The galleons made regular stopovers in Palauig, Zambales, to load local mangoes, which the Mexicans hold in high regard. Also, Magalawa was used for the rest and recreation of Galleon personnel. Camachile, originally called guamuchile, were planted on the islands because it is an important ingredient in Aztec dishes. Undisturbed and completely neglected after the Spaniards left the island, the trees grew tall and became one of Magalawa’s unique attractions.
How to Get There
Going to Magalawa is already an adventure in itself. You may go there either by private transport or by bus. It is advisable to call the people of Magalawa Armada Resort (contact Grace Armada at 0920-9483303) to inform them that you are coming so they can send a boat at Sitio Luan to pick you up.
By public transport, take the Victory Liner bus going to Zambales. Usually, most of the buses only go as far as Iba, so you may have to change buses in Iba if you are going further north. Alight at the junction going to Veritas road (this is where Radio Veritas built its transmitters for its international broadcast). From the junction, take a tricycle to the boat station going to Sitio Luan, where boats going to the island are waiting for passengers. Bus fare to Palauig is around P450, while the fee for the six-kilometer dusty road ride by tricycle to Barangay Luan is P75 per person.
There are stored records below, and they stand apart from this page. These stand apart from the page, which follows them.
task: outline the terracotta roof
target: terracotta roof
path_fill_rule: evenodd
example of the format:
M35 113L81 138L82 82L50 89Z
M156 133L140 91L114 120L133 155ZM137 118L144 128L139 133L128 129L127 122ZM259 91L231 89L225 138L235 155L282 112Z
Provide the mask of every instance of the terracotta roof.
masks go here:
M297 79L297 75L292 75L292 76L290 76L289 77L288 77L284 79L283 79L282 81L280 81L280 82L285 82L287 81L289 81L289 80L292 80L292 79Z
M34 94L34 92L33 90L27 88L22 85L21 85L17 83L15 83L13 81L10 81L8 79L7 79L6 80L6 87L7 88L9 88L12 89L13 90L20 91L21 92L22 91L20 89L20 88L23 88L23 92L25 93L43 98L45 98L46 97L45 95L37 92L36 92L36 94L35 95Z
By private vehicle, take the NLEX then SCTEX, exit SMBA, and take the provincial road to Santa Cruz, Zambales. The junction on Veritas Road is located at Barangay Pangoligan, about 500 meters from the km 222 marker. Turn left when you reach Veritas Road, and follow the road all the way to Oslet Armada Fish Dealer Compound in Luan where you can park your vehicles (P100 parking fee). The 15-minute roundtrip boat ride to Magalawa costs P100 per person.
What to see, what to do
The waters surrounding the island are quite clear and teeming with corals, so the island is best enjoyed by swimming and snorkeling. At the north side of the island, there is a mangrove forest where it is possible to do some fishing or watching migratory birds.
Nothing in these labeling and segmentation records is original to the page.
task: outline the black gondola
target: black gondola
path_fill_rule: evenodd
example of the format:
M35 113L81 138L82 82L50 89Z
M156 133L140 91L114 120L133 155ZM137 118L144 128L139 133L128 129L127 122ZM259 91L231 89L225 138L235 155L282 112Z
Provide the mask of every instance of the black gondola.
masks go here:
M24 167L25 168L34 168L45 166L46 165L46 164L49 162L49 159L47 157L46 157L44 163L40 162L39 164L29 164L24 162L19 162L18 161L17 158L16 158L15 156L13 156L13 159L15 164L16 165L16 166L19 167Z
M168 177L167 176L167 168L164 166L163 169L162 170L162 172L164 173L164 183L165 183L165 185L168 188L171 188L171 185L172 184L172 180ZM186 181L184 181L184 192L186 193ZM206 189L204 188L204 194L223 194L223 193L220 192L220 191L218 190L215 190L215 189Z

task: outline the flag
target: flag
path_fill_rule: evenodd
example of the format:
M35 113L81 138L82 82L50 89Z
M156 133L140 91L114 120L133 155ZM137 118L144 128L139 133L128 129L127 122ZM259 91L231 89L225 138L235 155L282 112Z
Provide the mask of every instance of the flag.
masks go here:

Half of the island is a small fishing village of less than 400 residents. Early in the day, it is possible to buy some fresh catch from the village.
Magalawa sets very strict rules; no playing of loud music, no bonfire, no picking of starfish and so on. But these are the same reasons why people keep coming back to Magalawa.
Where to stay, what to eat
Half of the 56-hectare island is owned by the Armada family, and for over a decade has developed it into a resort catering mostly to families who wish to have a relaxing weekend together and for backpackers seeking a quiet refuge. Nipa huts and concrete structures were built under the shade of the old camachile trees to house those who are looking for overnight accommodations. The resort is also friendly to those who prefer to bring their own tents.
A complete weekend barkada package costs between P1,700 to P2,300 per person, and this includes accommodations, four set meals, entrance, boat transfer, snorkeling and rafting. This is quite reasonable considering the meals they serve are usually big servings of fresh seafood like squids, fish, shrimps and crabs.
Visitor may also choose to rent the cottages or bring their own tents. There is a large camping area under the shade of the camachile trees that can accommodate about 50 tents.
Visitors may bring their own food, or they can buy some canned goods and soft drinks from the small sari-sari store operated by the Armada family.
Zambales is known to be home of the sweetest mangoes and during summer, you can get them at the nearby Iba market for less than P50 per kilo. The camachille fruit, for those who wish to try them, are free on the island.
My most relaxing moment in Magalawa comes from watching the sunset on my hammock while I devour several pieces of those sweet and ripe Zambales mangoes.